A never-better Hugh Jackman stars as Jean Valjean, locked up for nearly 20 years for stealing a loaf of bread. The convict known as 24601 escapes and makes a respectable life for himself as a small-town mayor. But he can’t rest. Hunted relentlessly by the policeman Javert [Russell Crowe], Valjean is almost caught again when he tries to help poor, doomed Fantine [Anne Hathaway], a factory girl who sells her hair, her teeth and her body to support her child, Cosette. A dynamite Hathaway shatters every heart when she sings how “life has killed the dream I dreamed.” Her volcanic performance has Oscar written all over it.

It’s up to Valjean to save Cosette from the clutches of the Thénardiers, greedy innkeepers who treat Cosette like a slave while spoiling their daughter, Éponine. Sacha Baron Cohen and Helena Bonham Carter play this gruesome twosome with delicious mirth and malice. But Valjean has a job to do raising the grown Cosette [a sublime Amanda Seyfried] and worrying about her falling for Marius [Eddie Redmayne], a handsome student rebel who also has Éponine [a wondrous Samantha Barks] pining vainly for his love.

Look, I’m out of breath squeezing in all this plot, and sometimes so is the movie.

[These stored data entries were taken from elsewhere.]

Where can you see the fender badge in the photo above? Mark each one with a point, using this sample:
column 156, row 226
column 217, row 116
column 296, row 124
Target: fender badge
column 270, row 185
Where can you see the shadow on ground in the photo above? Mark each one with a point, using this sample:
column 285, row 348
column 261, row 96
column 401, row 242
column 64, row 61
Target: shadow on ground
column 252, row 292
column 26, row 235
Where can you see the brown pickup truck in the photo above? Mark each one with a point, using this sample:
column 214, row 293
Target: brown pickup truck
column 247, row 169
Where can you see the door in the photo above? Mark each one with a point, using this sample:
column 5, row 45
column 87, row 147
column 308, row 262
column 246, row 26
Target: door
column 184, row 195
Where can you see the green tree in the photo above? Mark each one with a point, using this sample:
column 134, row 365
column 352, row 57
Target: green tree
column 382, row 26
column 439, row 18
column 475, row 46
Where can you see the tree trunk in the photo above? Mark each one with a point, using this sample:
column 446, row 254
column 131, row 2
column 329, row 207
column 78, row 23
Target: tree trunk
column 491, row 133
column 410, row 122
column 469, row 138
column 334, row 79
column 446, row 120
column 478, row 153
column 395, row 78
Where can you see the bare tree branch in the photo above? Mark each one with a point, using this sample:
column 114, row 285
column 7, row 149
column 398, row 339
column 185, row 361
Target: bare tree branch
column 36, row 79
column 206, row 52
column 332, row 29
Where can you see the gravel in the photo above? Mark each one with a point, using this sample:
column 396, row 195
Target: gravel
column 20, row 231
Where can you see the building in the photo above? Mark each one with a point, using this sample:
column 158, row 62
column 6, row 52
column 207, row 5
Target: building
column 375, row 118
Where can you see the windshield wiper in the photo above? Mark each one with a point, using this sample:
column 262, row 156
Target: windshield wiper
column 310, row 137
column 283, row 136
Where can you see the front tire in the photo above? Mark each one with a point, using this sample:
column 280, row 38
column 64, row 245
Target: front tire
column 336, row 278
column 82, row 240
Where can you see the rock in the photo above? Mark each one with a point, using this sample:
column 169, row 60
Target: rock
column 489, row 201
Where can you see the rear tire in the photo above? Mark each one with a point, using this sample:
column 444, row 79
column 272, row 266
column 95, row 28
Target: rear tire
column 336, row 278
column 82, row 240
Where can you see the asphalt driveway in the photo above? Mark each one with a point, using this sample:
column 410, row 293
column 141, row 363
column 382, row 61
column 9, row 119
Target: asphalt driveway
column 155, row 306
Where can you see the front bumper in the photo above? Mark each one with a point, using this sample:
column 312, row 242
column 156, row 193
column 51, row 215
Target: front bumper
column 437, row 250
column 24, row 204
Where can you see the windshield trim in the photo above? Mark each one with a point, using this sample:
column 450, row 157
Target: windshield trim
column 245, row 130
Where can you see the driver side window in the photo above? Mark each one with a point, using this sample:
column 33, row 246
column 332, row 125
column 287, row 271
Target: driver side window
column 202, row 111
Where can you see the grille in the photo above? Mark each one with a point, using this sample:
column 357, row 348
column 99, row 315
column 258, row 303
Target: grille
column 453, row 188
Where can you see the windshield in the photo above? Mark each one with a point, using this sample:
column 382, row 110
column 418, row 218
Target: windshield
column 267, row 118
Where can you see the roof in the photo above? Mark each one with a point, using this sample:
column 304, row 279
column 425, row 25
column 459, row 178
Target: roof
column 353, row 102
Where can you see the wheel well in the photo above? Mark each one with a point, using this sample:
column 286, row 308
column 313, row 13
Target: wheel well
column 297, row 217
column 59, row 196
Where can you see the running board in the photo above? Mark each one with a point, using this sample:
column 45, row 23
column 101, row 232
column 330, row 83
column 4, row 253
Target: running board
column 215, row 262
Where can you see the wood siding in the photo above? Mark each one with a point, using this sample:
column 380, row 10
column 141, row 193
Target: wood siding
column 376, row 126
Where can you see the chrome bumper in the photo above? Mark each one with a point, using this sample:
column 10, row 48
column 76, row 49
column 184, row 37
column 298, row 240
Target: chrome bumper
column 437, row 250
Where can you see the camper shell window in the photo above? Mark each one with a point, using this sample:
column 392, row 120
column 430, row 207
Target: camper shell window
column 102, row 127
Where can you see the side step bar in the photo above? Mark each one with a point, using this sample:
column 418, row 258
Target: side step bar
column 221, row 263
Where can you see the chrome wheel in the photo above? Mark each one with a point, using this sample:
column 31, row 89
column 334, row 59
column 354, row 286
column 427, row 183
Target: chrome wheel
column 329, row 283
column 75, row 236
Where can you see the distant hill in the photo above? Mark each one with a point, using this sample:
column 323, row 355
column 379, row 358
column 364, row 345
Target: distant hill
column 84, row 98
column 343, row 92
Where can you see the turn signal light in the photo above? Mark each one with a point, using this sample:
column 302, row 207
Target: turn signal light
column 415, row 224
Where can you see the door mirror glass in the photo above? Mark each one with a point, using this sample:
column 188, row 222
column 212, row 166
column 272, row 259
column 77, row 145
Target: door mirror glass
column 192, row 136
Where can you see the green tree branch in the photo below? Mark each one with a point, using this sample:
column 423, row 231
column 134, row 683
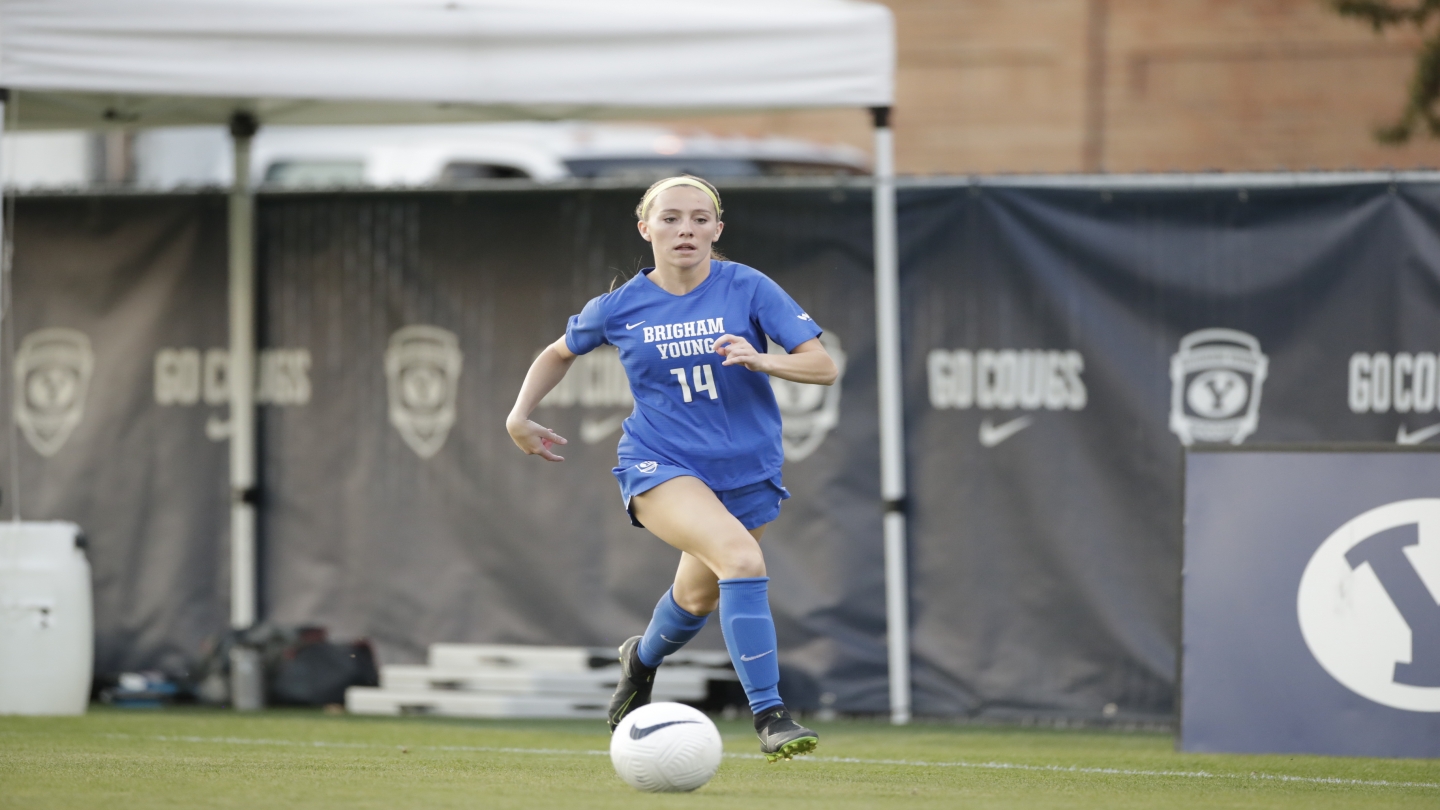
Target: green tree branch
column 1424, row 84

Plot exposition is even harder when you sing it, and I haven’t even gotten into the student revolt yet or the heroic part played in it by the street urchin Gavroche [scene-stealing 12-year-old Daniel Huttlestone] and the student leader Enjolras [a stirring Aaron Tveit]. But Hooper’s cast is up for every challenge. Jackman and Hathaway are Academy all the way. And Crowe, who did The Rocky Horror Picture Show onstage in his youth, brings lonely grandeur to Javert’s anthem, “Stars.” Redmayne also deserves a piece of the awards pie for the soulful ache he brings to the love story and his lost brothers [“Empty Chairs at Empty Tables”]. Besides being a feast for the eyes and ears, Les Misérables overflows with humor, heartbreak, rousing action and ravishing romance. Damn the imperfections, it’s perfectly marvelous.